GANDAFL

Dataflow Acceleration for Short Read Alignment on NGS Data

More Info
expand_more

Abstract

DNA read alignment is an integral part of genome study, which has been revolutionised thanks to the growth of Next Generation Sequencing (NGS) technologies. The inherent computational intensity of string matching algorithms such as Smith-Waterman (SmW) and the vast amount of NGS input data, create a bottleneck in the workflows. Accelerated reconfigurable computing has been extensively leveraged to alleviate this bottleneck, focusing on high-performance albeit standalone implementations. In existing accelerated solutions effective co-design of NGS short-read alignment still remains an open issue, mainly due to narrow view on real integration aspects, such as system wide communication and accelerator call overheads.
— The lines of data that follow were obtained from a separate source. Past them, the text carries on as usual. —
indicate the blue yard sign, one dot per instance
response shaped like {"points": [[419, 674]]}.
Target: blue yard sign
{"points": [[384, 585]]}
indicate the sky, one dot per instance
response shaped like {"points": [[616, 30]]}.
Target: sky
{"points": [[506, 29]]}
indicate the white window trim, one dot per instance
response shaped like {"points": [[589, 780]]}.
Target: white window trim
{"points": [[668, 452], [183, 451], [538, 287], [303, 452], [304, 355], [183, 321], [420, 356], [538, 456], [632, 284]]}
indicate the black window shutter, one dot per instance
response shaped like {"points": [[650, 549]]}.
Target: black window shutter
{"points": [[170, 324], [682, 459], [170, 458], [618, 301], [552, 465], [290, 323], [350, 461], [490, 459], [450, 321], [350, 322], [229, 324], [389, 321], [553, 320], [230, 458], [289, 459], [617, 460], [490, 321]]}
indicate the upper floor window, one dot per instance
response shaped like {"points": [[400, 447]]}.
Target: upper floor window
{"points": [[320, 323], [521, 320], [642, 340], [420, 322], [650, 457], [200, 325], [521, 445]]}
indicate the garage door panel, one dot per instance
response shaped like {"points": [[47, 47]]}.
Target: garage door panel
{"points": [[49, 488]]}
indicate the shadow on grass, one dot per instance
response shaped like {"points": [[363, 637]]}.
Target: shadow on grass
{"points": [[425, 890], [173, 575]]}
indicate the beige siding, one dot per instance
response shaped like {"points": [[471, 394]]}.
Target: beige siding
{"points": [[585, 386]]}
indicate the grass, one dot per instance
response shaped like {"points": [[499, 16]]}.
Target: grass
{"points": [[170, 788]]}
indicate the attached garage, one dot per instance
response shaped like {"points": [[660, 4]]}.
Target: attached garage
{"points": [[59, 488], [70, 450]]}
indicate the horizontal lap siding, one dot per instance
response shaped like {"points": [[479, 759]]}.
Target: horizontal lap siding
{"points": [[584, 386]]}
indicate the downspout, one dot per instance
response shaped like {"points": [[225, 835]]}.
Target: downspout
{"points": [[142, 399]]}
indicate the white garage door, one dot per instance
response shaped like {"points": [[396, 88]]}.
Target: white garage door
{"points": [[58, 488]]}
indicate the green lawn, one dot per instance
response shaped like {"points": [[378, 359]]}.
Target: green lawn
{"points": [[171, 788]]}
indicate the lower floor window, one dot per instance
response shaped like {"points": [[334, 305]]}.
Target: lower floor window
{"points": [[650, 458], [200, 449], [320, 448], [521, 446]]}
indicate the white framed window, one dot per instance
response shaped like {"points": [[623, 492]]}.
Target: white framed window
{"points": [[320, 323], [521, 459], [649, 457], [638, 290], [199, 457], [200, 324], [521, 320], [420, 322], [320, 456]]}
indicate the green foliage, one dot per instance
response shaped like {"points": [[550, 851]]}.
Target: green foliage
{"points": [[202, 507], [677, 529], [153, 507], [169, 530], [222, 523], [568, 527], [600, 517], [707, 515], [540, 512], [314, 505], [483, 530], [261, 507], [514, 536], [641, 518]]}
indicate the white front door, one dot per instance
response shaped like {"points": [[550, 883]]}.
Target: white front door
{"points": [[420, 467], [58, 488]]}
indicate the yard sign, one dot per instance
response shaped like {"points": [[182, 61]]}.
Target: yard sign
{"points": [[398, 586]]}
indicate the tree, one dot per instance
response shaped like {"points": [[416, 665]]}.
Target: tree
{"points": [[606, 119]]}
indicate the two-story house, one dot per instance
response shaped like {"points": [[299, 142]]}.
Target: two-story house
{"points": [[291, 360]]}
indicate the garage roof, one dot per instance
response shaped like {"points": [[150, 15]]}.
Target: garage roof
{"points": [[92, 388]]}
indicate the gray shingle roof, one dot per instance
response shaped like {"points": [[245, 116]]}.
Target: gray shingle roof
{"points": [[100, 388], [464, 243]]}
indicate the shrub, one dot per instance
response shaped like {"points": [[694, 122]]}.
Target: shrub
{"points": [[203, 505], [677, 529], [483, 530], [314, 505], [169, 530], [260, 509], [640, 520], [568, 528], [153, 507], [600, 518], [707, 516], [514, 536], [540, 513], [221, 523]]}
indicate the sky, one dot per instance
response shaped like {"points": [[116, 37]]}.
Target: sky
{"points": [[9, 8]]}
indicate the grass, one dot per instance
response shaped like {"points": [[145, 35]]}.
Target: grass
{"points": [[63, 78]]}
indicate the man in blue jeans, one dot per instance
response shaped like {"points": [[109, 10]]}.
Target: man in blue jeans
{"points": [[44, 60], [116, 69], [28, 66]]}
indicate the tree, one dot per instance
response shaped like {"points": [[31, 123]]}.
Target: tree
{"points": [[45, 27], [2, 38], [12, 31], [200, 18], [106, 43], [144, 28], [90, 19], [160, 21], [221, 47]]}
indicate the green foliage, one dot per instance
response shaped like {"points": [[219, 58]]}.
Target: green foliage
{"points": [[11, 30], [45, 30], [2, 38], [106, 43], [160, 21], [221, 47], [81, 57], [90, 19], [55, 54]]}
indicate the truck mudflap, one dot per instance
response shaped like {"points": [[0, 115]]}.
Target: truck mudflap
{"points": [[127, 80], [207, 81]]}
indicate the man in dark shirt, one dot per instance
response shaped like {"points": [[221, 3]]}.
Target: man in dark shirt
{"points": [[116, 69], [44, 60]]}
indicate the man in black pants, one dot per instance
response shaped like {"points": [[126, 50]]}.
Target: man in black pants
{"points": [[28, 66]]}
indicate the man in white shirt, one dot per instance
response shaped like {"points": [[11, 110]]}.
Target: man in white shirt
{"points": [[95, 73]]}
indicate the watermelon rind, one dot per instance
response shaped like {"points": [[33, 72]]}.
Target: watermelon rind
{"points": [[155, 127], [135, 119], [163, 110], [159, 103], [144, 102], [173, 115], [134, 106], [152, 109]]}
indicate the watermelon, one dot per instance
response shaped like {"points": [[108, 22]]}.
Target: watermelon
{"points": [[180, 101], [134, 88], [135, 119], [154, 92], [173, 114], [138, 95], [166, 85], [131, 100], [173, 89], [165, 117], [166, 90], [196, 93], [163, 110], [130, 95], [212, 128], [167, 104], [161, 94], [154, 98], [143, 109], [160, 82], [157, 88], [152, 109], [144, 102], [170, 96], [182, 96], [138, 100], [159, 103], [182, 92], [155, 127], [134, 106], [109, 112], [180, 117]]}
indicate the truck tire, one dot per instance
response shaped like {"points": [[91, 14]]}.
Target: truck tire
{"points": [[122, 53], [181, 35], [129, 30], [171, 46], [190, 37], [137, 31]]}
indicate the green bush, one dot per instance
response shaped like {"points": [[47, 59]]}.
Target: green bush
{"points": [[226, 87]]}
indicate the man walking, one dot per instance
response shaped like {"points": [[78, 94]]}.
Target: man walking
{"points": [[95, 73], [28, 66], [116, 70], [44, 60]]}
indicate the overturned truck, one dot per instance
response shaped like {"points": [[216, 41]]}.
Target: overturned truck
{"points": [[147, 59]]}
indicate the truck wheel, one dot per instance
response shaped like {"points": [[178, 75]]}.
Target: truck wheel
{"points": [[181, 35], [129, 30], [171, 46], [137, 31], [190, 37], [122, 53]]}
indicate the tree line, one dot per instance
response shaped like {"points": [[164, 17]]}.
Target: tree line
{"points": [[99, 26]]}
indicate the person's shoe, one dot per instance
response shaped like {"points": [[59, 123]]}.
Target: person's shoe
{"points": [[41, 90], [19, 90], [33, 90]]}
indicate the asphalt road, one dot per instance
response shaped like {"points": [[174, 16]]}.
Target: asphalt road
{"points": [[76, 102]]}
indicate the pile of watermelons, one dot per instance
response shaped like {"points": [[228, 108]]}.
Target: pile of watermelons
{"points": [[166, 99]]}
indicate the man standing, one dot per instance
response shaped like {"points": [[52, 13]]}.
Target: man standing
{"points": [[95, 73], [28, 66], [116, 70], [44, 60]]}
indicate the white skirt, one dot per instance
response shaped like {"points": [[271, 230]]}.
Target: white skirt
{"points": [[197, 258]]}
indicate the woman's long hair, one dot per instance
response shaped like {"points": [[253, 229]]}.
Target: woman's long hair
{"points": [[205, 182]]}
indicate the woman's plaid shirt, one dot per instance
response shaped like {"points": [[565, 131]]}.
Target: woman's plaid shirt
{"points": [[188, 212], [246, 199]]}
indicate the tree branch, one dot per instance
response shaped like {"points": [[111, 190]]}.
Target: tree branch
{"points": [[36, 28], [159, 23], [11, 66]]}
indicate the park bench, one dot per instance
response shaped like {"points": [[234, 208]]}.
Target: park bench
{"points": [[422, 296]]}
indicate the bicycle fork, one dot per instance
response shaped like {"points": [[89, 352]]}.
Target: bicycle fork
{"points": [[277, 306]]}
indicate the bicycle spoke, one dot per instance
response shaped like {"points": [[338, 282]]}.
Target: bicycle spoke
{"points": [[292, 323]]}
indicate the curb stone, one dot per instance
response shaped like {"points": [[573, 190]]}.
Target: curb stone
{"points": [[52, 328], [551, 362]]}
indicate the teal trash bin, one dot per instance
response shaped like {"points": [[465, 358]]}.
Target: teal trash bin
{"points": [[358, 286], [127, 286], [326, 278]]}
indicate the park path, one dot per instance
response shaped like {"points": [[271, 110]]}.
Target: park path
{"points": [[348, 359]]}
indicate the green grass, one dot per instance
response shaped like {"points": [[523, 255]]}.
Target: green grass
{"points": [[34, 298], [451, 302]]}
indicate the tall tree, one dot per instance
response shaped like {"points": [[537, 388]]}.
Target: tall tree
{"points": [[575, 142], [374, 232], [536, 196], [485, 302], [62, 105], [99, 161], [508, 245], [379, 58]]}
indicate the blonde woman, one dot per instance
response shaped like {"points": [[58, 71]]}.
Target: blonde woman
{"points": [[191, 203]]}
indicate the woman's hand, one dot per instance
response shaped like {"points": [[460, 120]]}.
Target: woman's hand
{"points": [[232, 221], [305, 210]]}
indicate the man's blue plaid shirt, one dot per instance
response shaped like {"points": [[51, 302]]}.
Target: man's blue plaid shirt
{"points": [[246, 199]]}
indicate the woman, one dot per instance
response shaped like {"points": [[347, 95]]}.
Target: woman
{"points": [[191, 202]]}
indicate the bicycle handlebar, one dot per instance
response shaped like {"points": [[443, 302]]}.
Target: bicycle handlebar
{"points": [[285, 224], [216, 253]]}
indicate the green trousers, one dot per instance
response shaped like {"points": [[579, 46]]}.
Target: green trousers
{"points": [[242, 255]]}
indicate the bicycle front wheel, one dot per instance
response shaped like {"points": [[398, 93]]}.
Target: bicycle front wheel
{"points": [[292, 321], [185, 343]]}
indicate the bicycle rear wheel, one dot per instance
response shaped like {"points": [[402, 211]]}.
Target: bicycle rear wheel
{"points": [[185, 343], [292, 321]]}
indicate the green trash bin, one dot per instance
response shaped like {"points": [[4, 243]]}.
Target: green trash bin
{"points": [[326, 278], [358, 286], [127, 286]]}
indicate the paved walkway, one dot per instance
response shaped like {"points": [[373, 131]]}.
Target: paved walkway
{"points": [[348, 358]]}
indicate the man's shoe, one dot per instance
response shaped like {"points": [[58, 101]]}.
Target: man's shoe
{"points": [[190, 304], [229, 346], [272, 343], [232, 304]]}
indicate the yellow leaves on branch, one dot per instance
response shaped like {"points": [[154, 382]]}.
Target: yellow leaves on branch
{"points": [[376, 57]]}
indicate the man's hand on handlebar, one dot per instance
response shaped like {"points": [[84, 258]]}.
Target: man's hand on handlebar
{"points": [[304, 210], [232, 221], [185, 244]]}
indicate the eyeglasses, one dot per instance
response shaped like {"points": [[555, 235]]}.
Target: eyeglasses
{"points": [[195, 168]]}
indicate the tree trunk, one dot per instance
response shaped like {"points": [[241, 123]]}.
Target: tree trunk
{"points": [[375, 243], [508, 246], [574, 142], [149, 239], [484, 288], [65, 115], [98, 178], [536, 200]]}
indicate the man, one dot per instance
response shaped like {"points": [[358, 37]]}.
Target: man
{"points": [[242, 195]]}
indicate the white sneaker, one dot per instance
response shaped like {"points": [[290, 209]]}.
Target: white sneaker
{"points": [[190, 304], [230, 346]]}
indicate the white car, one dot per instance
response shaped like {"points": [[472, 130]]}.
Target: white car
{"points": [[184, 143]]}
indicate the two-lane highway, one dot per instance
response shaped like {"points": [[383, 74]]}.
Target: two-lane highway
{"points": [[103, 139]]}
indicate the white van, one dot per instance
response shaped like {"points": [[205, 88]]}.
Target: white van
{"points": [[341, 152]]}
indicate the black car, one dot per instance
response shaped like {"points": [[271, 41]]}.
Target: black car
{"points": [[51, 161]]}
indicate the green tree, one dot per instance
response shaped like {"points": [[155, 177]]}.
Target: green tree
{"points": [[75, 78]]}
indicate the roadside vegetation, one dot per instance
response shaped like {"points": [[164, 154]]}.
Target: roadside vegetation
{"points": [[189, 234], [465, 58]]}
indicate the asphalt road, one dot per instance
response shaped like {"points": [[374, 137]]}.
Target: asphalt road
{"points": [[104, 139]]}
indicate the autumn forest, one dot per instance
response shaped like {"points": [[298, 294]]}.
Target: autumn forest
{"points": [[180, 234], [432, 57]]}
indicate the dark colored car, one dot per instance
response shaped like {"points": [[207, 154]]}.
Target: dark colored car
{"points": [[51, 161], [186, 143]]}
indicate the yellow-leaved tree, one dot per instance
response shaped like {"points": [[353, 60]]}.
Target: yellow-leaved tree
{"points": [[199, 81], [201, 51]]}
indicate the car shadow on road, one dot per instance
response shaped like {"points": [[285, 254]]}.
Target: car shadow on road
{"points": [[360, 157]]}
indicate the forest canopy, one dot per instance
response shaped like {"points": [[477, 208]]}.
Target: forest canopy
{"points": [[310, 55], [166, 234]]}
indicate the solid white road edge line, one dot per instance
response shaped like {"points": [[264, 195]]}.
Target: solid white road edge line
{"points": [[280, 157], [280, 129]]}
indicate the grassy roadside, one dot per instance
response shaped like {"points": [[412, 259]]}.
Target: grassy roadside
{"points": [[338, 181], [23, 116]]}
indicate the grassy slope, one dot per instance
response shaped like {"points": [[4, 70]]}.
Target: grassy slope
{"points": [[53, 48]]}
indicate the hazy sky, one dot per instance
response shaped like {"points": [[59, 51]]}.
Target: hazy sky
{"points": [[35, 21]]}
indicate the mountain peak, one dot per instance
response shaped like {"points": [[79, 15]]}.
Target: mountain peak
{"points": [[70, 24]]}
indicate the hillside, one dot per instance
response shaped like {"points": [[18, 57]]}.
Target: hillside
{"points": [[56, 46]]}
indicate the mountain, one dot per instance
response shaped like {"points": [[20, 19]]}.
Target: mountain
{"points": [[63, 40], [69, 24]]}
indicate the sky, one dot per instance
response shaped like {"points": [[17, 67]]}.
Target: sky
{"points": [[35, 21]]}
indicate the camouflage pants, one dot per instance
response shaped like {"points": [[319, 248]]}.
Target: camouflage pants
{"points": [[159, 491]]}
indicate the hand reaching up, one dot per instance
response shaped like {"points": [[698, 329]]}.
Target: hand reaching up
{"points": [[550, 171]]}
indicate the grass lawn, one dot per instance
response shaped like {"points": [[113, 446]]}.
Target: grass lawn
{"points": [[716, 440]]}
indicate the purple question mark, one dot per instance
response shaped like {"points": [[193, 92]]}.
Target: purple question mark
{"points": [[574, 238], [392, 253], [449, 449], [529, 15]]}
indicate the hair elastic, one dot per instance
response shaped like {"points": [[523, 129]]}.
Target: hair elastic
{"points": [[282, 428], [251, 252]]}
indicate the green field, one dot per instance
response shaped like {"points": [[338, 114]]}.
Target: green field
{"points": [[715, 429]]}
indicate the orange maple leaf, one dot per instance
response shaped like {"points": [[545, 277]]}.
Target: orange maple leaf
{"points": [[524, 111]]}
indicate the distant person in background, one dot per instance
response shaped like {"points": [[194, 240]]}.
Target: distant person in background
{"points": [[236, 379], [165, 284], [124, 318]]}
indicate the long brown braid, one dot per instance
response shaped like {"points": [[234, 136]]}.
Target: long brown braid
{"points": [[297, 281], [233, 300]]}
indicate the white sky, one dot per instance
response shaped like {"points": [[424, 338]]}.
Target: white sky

In this paper, we first propose GANDAFL, a novel Genome AligNment DAta-FLow architecture for SmW Matrix-fill and Traceback stages to perform high throughput short-read alignment on NGS data. We then propose a radical software restructuring to widely-used Bowtie2 aligner that allows read alignment by batches to expose acceleration capabilities. Batch alignment minimizes calling overhead of the accelerators whereas moving both Matrix-fill and Traceback on chip extinguishes the communication data overheads. The standalone solution delivers up to ×116 and ×2 speedup over state-of-the-art software and hardware accelerators respectively and GANDAFL-enhanced Bowtie2 aligner delivers a ×1.9 speedup.